China Daily | Updated: 2011-10-13 11:04

Where dinosaurs once roamed

Replicas of dinosaur skeletons on display at a Liaoning museum. Zhao Jingdong / Asia News Photo

Five-year-old Zhang Zihao is a big dinosaur fan. The kindergartner owns dinosaur books, miniature dinosaur models, and in the past year and a half has already dragged his mother four times to the Bird Fossils National Geopark in their home city of Chaoyang.

"His favorite exhibits are the life-size dinosaur models," Zhang's mother Zhu Yan says.

A three-story, first-rate fossil museum in a third-tier Chinese city is quite remarkable.
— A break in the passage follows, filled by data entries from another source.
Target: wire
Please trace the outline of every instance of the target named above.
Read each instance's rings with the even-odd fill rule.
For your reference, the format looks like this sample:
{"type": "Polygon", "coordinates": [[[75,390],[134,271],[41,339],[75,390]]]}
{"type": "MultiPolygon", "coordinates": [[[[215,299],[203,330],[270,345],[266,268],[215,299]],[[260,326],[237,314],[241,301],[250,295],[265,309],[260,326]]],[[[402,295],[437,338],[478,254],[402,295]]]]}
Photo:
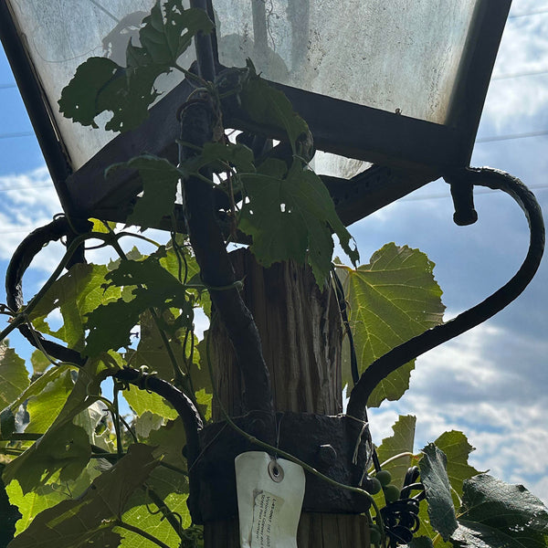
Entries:
{"type": "Polygon", "coordinates": [[[548,74],[548,70],[532,70],[531,72],[514,72],[513,74],[501,74],[493,76],[491,80],[507,79],[511,78],[522,78],[524,76],[538,76],[541,74],[548,74]]]}
{"type": "Polygon", "coordinates": [[[476,139],[476,142],[493,142],[495,141],[511,141],[513,139],[526,139],[529,137],[542,137],[543,135],[548,135],[548,130],[543,130],[541,132],[529,132],[528,133],[493,135],[492,137],[484,137],[482,139],[476,139]]]}
{"type": "Polygon", "coordinates": [[[37,186],[9,186],[7,188],[0,188],[0,192],[11,192],[16,190],[34,190],[35,188],[53,188],[53,184],[38,184],[37,186]]]}
{"type": "Polygon", "coordinates": [[[548,7],[543,8],[543,9],[537,9],[536,11],[533,12],[529,12],[526,14],[515,14],[515,15],[510,15],[508,16],[509,19],[517,19],[518,17],[531,17],[532,16],[542,16],[544,14],[548,14],[548,7]]]}
{"type": "Polygon", "coordinates": [[[0,139],[17,139],[18,137],[32,137],[34,132],[18,132],[16,133],[0,133],[0,139]]]}

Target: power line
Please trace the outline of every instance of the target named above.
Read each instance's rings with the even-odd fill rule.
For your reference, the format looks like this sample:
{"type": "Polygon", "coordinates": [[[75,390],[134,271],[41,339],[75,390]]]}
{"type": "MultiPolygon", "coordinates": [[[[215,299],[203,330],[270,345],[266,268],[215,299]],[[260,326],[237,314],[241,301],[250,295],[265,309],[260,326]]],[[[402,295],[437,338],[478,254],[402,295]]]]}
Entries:
{"type": "Polygon", "coordinates": [[[541,74],[548,74],[548,70],[531,70],[530,72],[514,72],[513,74],[501,74],[500,76],[493,76],[491,78],[491,80],[507,79],[511,78],[522,78],[523,76],[538,76],[541,74]]]}
{"type": "Polygon", "coordinates": [[[542,16],[543,14],[548,14],[548,7],[543,9],[537,9],[536,11],[528,12],[526,14],[515,14],[508,16],[509,19],[517,19],[518,17],[531,17],[532,16],[542,16]]]}
{"type": "Polygon", "coordinates": [[[0,188],[0,192],[15,192],[17,190],[34,190],[35,188],[53,188],[53,184],[38,184],[37,186],[12,186],[10,188],[0,188]]]}
{"type": "Polygon", "coordinates": [[[34,132],[19,132],[16,133],[0,133],[0,139],[17,139],[19,137],[32,137],[34,132]]]}
{"type": "Polygon", "coordinates": [[[511,141],[513,139],[527,139],[528,137],[542,137],[548,135],[548,130],[542,132],[530,132],[528,133],[513,133],[509,135],[493,135],[492,137],[484,137],[476,139],[476,142],[493,142],[495,141],[511,141]]]}

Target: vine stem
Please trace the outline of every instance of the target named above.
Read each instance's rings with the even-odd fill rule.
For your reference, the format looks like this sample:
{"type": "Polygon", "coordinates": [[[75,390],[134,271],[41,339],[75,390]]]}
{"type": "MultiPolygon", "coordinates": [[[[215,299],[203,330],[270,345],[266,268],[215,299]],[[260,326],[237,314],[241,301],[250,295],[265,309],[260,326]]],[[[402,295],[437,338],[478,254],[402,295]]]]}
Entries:
{"type": "Polygon", "coordinates": [[[395,460],[397,460],[398,458],[404,458],[404,457],[415,457],[415,455],[413,453],[411,453],[410,451],[406,451],[405,453],[399,453],[399,455],[395,455],[394,457],[390,457],[390,458],[387,458],[386,460],[385,460],[385,462],[382,462],[381,468],[385,467],[387,464],[390,464],[391,462],[394,462],[395,460]]]}
{"type": "MultiPolygon", "coordinates": [[[[216,316],[214,316],[212,318],[212,323],[216,319],[216,316]]],[[[251,436],[250,434],[248,434],[248,432],[246,432],[245,430],[240,428],[232,420],[232,418],[227,412],[227,409],[225,408],[225,406],[223,405],[223,402],[221,401],[221,398],[219,397],[219,395],[216,391],[216,386],[215,380],[214,380],[213,365],[211,364],[210,353],[209,353],[209,337],[207,338],[207,341],[206,342],[206,357],[207,357],[207,367],[209,370],[209,376],[211,377],[211,386],[212,386],[212,391],[213,391],[213,396],[217,401],[221,414],[223,415],[223,417],[224,417],[225,421],[228,424],[228,426],[231,428],[233,428],[236,432],[237,432],[240,436],[245,437],[249,443],[258,446],[259,448],[262,448],[263,449],[266,449],[267,451],[269,451],[270,453],[275,453],[276,455],[283,457],[284,458],[287,458],[288,460],[290,460],[291,462],[298,464],[299,466],[302,467],[303,469],[305,469],[308,472],[310,472],[311,474],[313,474],[314,476],[320,478],[326,483],[329,483],[330,485],[332,485],[333,487],[338,487],[340,489],[343,489],[345,490],[349,490],[351,492],[357,493],[357,494],[362,495],[362,496],[365,497],[366,499],[368,499],[368,501],[371,502],[371,505],[374,509],[376,520],[378,522],[379,528],[381,530],[381,535],[382,535],[381,542],[382,542],[382,544],[385,545],[386,537],[385,537],[385,524],[383,522],[383,516],[381,515],[379,507],[377,506],[377,504],[374,501],[374,499],[373,498],[371,493],[368,493],[365,490],[360,489],[359,487],[354,487],[353,485],[346,485],[345,483],[341,483],[341,482],[333,480],[332,478],[330,478],[329,476],[325,476],[321,472],[318,471],[314,467],[304,462],[304,460],[300,460],[300,458],[298,458],[294,455],[291,455],[290,453],[288,453],[287,451],[284,451],[283,449],[280,449],[279,448],[275,448],[274,446],[271,446],[270,444],[269,444],[265,441],[258,439],[255,436],[251,436]]]]}
{"type": "Polygon", "coordinates": [[[142,529],[139,529],[139,527],[135,527],[134,525],[132,525],[131,523],[126,523],[125,522],[122,522],[121,520],[116,520],[114,525],[115,525],[115,527],[121,527],[122,529],[126,529],[127,531],[131,531],[132,532],[134,532],[135,534],[144,537],[147,541],[150,541],[151,543],[154,543],[154,544],[156,544],[157,546],[160,546],[160,548],[172,548],[171,546],[168,546],[165,543],[163,543],[160,539],[157,539],[155,536],[152,535],[150,532],[147,532],[146,531],[143,531],[142,529]]]}
{"type": "MultiPolygon", "coordinates": [[[[162,499],[162,497],[160,497],[160,495],[158,495],[156,493],[156,491],[153,490],[152,489],[150,489],[148,487],[145,487],[145,491],[146,491],[146,494],[149,497],[149,499],[158,508],[158,511],[155,512],[153,512],[150,510],[149,510],[149,511],[152,514],[155,514],[158,511],[161,512],[162,516],[163,516],[162,519],[165,520],[172,526],[172,529],[177,533],[177,536],[181,540],[184,540],[184,537],[183,534],[183,522],[182,522],[181,516],[178,513],[174,512],[169,508],[169,506],[165,503],[163,499],[162,499]],[[179,517],[179,519],[177,519],[177,516],[179,517]]],[[[148,510],[148,506],[147,506],[147,510],[148,510]]]]}

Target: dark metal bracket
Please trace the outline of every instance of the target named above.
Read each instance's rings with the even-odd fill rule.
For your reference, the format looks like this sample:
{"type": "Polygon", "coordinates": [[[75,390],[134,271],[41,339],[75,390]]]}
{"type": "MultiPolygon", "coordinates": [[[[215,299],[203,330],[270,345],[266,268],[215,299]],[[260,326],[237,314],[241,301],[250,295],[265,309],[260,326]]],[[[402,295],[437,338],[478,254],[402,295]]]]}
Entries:
{"type": "Polygon", "coordinates": [[[544,250],[544,221],[536,198],[522,181],[504,172],[485,167],[451,172],[448,175],[448,181],[453,187],[457,224],[469,225],[477,217],[473,206],[473,186],[487,186],[510,195],[522,207],[529,223],[531,237],[527,256],[513,278],[485,300],[450,321],[437,325],[393,348],[375,360],[362,374],[350,395],[347,412],[359,419],[365,418],[369,395],[390,373],[501,311],[529,285],[541,264],[544,250]]]}
{"type": "MultiPolygon", "coordinates": [[[[366,434],[360,436],[363,423],[345,416],[286,412],[273,416],[255,411],[234,422],[251,437],[290,453],[344,485],[360,483],[371,456],[367,444],[363,443],[366,434]]],[[[197,495],[193,520],[204,523],[237,517],[234,459],[240,453],[262,449],[226,422],[206,427],[200,432],[200,447],[202,453],[190,469],[193,485],[199,491],[193,493],[193,497],[197,495]]],[[[303,511],[362,513],[368,510],[370,503],[364,496],[305,474],[303,511]]]]}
But more so is the ground underneath it.

Chaoyang's Sihetun village, an hour by car from the city center, yielded one of mankind's most significant fossil finds - the sinosauropteryx, the first feathered dinosaur ever unearthed, which lived during the late Jurassic Period, 160-145 million years ago.

Its discovery was further proof that birds evolved from dinosaurs, and at the same time put into question the legitimacy of the long-established "earliest bird", the archaeopteryx.
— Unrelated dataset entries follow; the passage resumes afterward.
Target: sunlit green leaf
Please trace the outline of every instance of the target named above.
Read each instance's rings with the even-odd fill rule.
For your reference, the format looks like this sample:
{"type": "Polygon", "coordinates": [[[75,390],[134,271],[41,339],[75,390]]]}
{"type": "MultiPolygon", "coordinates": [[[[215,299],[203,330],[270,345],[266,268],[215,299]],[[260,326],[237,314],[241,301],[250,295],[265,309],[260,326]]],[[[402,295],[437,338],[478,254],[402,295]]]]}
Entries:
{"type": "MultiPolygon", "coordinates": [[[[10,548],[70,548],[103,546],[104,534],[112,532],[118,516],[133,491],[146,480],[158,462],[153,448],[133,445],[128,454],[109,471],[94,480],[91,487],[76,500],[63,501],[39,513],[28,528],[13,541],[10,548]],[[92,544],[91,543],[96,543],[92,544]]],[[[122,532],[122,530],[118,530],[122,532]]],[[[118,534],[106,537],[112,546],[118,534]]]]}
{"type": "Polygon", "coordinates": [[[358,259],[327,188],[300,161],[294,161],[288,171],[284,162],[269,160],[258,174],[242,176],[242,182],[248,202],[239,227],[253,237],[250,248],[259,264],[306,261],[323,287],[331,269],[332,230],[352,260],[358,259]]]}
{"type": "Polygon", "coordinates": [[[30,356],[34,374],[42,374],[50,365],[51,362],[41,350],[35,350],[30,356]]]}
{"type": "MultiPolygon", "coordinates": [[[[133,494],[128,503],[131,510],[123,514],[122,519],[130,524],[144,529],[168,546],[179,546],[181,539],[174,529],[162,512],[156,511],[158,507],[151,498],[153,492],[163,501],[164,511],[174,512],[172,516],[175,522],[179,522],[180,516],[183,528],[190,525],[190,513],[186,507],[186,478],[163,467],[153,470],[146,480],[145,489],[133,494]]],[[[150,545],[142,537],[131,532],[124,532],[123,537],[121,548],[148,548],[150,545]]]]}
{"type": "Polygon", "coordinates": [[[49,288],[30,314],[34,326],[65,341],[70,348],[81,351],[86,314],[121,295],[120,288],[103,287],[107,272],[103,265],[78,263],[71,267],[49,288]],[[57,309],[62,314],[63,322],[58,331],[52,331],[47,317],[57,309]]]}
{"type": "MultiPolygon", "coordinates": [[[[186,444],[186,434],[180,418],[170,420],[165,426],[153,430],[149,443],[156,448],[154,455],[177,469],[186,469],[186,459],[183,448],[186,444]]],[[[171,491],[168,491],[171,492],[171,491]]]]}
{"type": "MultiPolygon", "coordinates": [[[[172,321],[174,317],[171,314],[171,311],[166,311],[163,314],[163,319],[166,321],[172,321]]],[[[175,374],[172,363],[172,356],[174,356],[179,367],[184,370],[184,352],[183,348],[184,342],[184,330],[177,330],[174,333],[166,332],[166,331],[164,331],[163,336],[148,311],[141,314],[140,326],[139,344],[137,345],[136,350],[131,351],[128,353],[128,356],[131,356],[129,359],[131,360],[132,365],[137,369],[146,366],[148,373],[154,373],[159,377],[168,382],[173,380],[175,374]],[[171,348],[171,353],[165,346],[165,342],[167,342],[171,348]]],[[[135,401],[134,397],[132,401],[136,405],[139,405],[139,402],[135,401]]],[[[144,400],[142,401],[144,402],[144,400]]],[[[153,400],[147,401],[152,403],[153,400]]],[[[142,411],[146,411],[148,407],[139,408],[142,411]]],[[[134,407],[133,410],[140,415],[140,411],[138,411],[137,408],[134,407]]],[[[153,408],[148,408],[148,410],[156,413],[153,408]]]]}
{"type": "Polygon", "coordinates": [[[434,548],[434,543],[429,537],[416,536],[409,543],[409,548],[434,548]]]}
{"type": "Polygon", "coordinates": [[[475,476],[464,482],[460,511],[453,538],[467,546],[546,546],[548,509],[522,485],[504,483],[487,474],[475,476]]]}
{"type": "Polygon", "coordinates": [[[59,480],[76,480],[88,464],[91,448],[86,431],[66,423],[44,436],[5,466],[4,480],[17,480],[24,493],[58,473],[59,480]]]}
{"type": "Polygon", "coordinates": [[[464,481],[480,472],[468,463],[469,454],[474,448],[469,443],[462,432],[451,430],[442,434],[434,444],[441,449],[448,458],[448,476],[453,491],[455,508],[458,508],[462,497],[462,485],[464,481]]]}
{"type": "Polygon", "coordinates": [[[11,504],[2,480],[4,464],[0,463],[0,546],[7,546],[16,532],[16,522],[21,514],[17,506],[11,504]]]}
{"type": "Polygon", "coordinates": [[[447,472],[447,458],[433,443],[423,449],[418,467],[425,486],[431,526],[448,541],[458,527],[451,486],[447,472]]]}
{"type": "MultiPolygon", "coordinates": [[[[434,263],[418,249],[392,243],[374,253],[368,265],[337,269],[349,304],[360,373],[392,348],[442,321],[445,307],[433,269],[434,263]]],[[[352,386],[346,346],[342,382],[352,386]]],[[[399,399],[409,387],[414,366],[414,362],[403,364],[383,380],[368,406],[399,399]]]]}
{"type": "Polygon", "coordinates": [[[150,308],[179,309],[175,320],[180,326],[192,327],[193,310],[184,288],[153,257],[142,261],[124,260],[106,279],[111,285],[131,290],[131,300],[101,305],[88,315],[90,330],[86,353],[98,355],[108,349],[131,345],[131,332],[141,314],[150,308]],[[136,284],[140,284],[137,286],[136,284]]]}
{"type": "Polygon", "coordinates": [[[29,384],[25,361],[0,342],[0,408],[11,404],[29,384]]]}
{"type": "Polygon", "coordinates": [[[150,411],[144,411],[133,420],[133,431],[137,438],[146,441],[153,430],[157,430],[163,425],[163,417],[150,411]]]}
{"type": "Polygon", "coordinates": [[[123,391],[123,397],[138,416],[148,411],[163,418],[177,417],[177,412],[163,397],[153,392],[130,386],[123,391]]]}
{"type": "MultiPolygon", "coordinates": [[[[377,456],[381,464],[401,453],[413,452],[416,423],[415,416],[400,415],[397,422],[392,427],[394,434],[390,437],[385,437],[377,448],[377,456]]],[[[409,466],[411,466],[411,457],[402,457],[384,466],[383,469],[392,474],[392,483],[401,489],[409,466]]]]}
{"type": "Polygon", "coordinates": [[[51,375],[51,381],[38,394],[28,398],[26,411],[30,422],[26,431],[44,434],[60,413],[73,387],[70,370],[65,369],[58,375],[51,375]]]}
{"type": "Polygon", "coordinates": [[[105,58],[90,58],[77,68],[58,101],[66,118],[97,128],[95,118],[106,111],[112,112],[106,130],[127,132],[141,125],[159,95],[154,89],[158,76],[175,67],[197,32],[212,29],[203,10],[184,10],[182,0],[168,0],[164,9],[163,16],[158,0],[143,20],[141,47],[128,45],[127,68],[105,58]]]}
"A lot of the uniquely avian features that archaeopteryx has have turned out to be not so unique after all," Lawrence Witmer, a paleontologist at Ohio University, wrote in the July 27 issue of the scientific journal Nature. "Perhaps the time has come to finally accept that archaeopteryx was just another small, feathered, bird-like theropod fluttering around in the Jurassic."

The Bird Fossils Geopark stands beside another excavation site, in Shangheshou village, a 15-minute drive from downtown. Steps lead to the bottom of the pit, 4.5 meters below ground, where visitors can see through protective glass the fish, birds and plants that thrived here 100 million years ago. The pit also shows the layers of volcanic lava that obliterated these creatures.
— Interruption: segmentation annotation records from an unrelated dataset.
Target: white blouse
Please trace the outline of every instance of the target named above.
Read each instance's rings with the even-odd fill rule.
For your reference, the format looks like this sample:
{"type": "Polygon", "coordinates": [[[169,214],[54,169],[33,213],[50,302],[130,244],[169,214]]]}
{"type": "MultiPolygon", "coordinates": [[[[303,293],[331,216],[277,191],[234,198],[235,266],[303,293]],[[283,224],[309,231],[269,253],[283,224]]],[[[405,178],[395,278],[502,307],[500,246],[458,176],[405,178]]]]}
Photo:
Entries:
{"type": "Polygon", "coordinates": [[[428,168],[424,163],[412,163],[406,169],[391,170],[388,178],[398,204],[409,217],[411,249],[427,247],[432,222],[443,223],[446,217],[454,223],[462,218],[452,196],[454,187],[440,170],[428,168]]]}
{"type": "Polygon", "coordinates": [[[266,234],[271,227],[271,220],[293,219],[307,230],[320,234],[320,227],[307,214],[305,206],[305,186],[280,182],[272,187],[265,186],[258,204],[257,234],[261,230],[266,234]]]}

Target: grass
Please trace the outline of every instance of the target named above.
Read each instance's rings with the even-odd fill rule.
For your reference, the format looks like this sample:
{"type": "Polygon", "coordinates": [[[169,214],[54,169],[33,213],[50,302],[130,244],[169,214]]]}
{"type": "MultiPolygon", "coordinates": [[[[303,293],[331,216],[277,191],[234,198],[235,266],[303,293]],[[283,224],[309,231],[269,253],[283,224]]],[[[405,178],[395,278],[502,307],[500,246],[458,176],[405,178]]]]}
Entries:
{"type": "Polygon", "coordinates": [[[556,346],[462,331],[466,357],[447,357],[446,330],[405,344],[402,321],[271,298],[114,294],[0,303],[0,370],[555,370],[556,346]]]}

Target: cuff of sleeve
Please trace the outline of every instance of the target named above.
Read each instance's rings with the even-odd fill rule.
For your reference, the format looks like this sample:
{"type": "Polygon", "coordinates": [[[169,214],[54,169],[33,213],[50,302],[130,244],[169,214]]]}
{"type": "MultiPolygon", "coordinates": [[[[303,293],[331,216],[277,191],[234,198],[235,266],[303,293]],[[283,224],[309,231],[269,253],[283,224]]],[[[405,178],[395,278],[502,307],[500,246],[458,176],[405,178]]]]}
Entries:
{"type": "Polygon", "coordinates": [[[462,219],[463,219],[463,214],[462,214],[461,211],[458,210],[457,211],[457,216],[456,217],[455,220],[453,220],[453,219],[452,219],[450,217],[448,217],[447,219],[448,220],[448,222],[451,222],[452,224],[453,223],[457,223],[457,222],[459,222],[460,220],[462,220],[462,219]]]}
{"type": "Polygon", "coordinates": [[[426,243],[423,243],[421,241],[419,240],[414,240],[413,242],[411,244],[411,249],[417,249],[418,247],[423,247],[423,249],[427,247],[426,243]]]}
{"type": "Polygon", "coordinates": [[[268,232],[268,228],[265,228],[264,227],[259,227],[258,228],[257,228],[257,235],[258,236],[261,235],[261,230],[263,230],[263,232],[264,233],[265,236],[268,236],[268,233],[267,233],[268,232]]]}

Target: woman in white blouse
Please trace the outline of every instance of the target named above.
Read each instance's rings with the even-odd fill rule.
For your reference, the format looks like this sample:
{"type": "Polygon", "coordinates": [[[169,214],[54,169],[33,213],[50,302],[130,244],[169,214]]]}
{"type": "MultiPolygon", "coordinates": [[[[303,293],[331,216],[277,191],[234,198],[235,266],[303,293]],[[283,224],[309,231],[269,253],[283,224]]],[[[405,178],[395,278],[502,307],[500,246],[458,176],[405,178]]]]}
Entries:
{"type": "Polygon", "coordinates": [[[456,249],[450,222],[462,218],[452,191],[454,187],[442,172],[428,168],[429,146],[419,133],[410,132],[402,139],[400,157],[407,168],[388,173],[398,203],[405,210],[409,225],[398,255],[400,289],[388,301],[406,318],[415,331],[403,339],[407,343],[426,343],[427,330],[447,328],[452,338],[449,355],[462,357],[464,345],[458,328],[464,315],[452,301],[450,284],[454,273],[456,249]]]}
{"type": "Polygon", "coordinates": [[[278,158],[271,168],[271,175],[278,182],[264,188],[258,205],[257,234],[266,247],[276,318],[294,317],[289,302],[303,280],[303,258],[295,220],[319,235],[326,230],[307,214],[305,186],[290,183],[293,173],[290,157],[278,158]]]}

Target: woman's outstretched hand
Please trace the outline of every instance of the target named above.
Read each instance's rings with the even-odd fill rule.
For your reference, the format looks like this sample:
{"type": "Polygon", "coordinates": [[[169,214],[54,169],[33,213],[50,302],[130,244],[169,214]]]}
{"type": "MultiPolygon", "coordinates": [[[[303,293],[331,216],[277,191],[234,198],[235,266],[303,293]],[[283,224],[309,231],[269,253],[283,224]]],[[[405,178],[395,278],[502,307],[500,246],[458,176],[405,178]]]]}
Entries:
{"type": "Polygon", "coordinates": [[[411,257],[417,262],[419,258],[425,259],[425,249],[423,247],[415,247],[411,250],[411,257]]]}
The 2,300-square-meter geopark museum, opened in 2007, is a wonderful showcase of the prehistoric world. Its collection includes dinosaur skeletons, fossil trees, a cross-section of a lake showing 128 types of fish, the fossil of a prehistoric turtle whose tail is as long as its body, water lizards, insects and shells.

Naturally, the museum's most prized exhibit is the sinosauropteryx, reproductions of which are displayed on the second floor, beside fossils of other feathered dinosaurs unearthed in Chaoyang, in western Liaoning province. (The original fossils are kept in Beijing and Nanjing.) There's also the achaefructaceae, another local find, which the geopark is hailing as the world's "first flower".

One exhibit not to miss are two psittacosaurus, or parrot-mouthed dinosaurs, caught in the act of love.

"They met, fell in love, then the volcano erupted," Song Shuang, a museum tour guide, says. "How often do you see something like this?"

The discovery of paleontological gems in Chaoyang has spawned a vibrant, local fossil industry.

Downtown, between the North and South pagodas, where relics of the Sakyamuni Buddha and his teacher were discovered at the turn of the century, is Murong Street, more popularly known as Fossil Street.

The 800-meter-long street is lined with shops offering "second-class" fossils, merchandise mimicking some of the museum's contents. For 5 yuan (78 US cents), you can take home a framed, mirror-image pair of tiny fossil fish embedded in slate, or a carving made from fossil tree for 78,000 yuan ($12,244).

The fossils, say shopkeepers, are supplied by local prospectors - it was a farmer who unearthed the first sinosauropteryx fossil in August 1996, while digging to plant trees. Obviously, the locals have learned that there's more than one type of gem buried under their feet.